Superionic ice forms when “oxygen atoms are locked into a crystal structure, but the hydrogen ions move around, making the ice simultaneously solid and liquid, somewhat similar to lava,” noted Seeker. It’s essentially composed of a fluid of hydrogen ions that run through a lattice of oxygen, and it's thought this unique form of ice could be found naturally inside the ice giants Uranus and Neptune.
“It’s… mind-boggling that frozen water ice is present at thousands of degrees inside these planets, but that’s what the experiments show,” Raymond Jeanloz from the University of California, Berkeley, a co-author on the study, said in a statement. The Lawrence Livermore National Laboratory (LLNL) in California and the University of Rochester in New York were also involved in the research.
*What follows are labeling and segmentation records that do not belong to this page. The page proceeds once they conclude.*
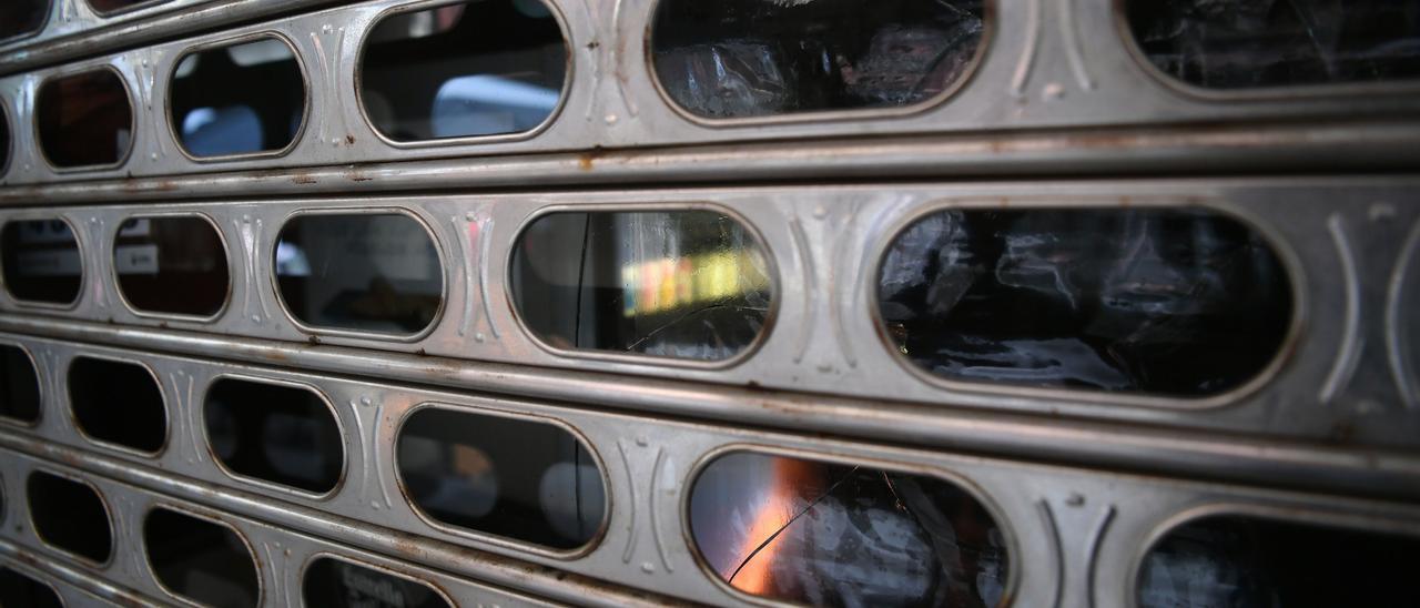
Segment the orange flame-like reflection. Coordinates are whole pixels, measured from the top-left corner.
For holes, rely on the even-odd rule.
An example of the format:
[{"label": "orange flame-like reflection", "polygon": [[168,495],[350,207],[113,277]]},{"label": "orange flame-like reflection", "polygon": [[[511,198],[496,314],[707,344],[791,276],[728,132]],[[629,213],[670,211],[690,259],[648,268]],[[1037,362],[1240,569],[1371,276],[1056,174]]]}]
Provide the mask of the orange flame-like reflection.
[{"label": "orange flame-like reflection", "polygon": [[[740,563],[734,564],[740,567],[743,563],[743,567],[730,578],[734,588],[754,595],[778,595],[772,592],[774,567],[781,558],[792,558],[792,555],[784,555],[781,548],[788,531],[781,533],[764,548],[758,548],[760,544],[788,526],[794,516],[807,507],[807,501],[825,487],[822,465],[775,457],[772,467],[770,487],[764,492],[763,503],[755,511],[750,533],[740,548]],[[758,553],[754,553],[755,550]]]}]

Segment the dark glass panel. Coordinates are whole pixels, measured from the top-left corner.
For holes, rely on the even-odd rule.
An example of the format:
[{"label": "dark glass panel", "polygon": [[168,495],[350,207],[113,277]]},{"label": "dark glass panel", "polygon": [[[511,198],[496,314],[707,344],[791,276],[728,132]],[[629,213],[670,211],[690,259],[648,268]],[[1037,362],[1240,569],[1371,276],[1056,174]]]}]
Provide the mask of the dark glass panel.
[{"label": "dark glass panel", "polygon": [[1183,209],[933,213],[878,286],[886,334],[934,375],[1173,396],[1257,376],[1294,314],[1258,233]]},{"label": "dark glass panel", "polygon": [[143,547],[153,575],[168,591],[214,608],[257,605],[256,560],[227,526],[153,509],[143,521]]},{"label": "dark glass panel", "polygon": [[14,142],[10,141],[10,115],[0,109],[0,175],[10,170],[10,156],[14,153]]},{"label": "dark glass panel", "polygon": [[1139,605],[1414,607],[1420,538],[1247,516],[1169,531],[1145,555]]},{"label": "dark glass panel", "polygon": [[133,145],[133,108],[112,70],[45,80],[34,108],[40,149],[57,168],[118,165]]},{"label": "dark glass panel", "polygon": [[133,308],[210,317],[231,287],[227,251],[202,217],[135,217],[114,240],[118,288]]},{"label": "dark glass panel", "polygon": [[189,53],[169,89],[173,132],[199,158],[285,149],[305,119],[305,77],[274,37]]},{"label": "dark glass panel", "polygon": [[281,229],[275,276],[291,315],[318,328],[417,334],[443,300],[433,239],[399,213],[297,216]]},{"label": "dark glass panel", "polygon": [[236,474],[324,494],[345,470],[335,415],[308,388],[222,378],[203,418],[213,455]]},{"label": "dark glass panel", "polygon": [[89,561],[108,561],[114,553],[114,528],[98,492],[87,483],[37,470],[30,473],[26,494],[40,538]]},{"label": "dark glass panel", "polygon": [[18,422],[40,419],[40,374],[20,347],[0,345],[0,416]]},{"label": "dark glass panel", "polygon": [[6,222],[0,232],[4,284],[16,300],[71,304],[80,298],[84,260],[70,224],[60,219]]},{"label": "dark glass panel", "polygon": [[449,608],[427,584],[329,557],[311,563],[301,590],[308,607]]},{"label": "dark glass panel", "polygon": [[64,608],[54,587],[0,565],[0,607]]},{"label": "dark glass panel", "polygon": [[80,430],[98,442],[156,453],[168,439],[163,391],[138,364],[74,358],[70,408]]},{"label": "dark glass panel", "polygon": [[0,1],[0,40],[40,31],[50,16],[50,0]]},{"label": "dark glass panel", "polygon": [[672,101],[706,118],[900,108],[976,61],[983,0],[662,0],[652,60]]},{"label": "dark glass panel", "polygon": [[426,408],[400,429],[396,465],[409,500],[449,526],[571,550],[606,517],[596,460],[559,426]]},{"label": "dark glass panel", "polygon": [[1159,70],[1218,89],[1420,77],[1416,0],[1127,0]]},{"label": "dark glass panel", "polygon": [[540,0],[481,0],[398,13],[369,36],[361,102],[409,142],[531,131],[557,109],[569,51]]},{"label": "dark glass panel", "polygon": [[557,348],[717,361],[764,330],[764,249],[716,212],[540,217],[513,251],[513,301]]},{"label": "dark glass panel", "polygon": [[731,587],[812,605],[994,607],[1005,536],[936,477],[736,452],[690,489],[690,533]]}]

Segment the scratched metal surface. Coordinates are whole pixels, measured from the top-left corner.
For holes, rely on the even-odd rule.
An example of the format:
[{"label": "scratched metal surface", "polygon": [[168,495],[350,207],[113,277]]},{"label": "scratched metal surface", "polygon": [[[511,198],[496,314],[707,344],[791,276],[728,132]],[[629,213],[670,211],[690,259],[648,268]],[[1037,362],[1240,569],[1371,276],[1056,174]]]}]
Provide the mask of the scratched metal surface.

Superionic refers to a phase of water where it behaves as both a solid and a liquid. Although it has been indirectly seen before, this study was the first to ever find experimental evidence for it. It was first predicted to exist back in 1988.
The findings suggest that Uranus and Neptune, instead of being relatively “fluffy planets”, might actually contain a large mantle of superionic ice, which could explain their unusual magnetic fields. They are extremely tilted to the planet’s axis, 59 and 47 degrees respectively, compared to 11 degrees on Earth.
“This is particularly relevant as NASA is considering launching a probe to Uranus and/or Neptune, in the footsteps of the successful Cassini and Juno missions to Saturn and Jupiter,” the statement noted.
The team hope to apply their methods to higher levels of compression, to try to work out what the interiors of other planets like Saturn and Jupiter look like, which contain a lot of compressed helium.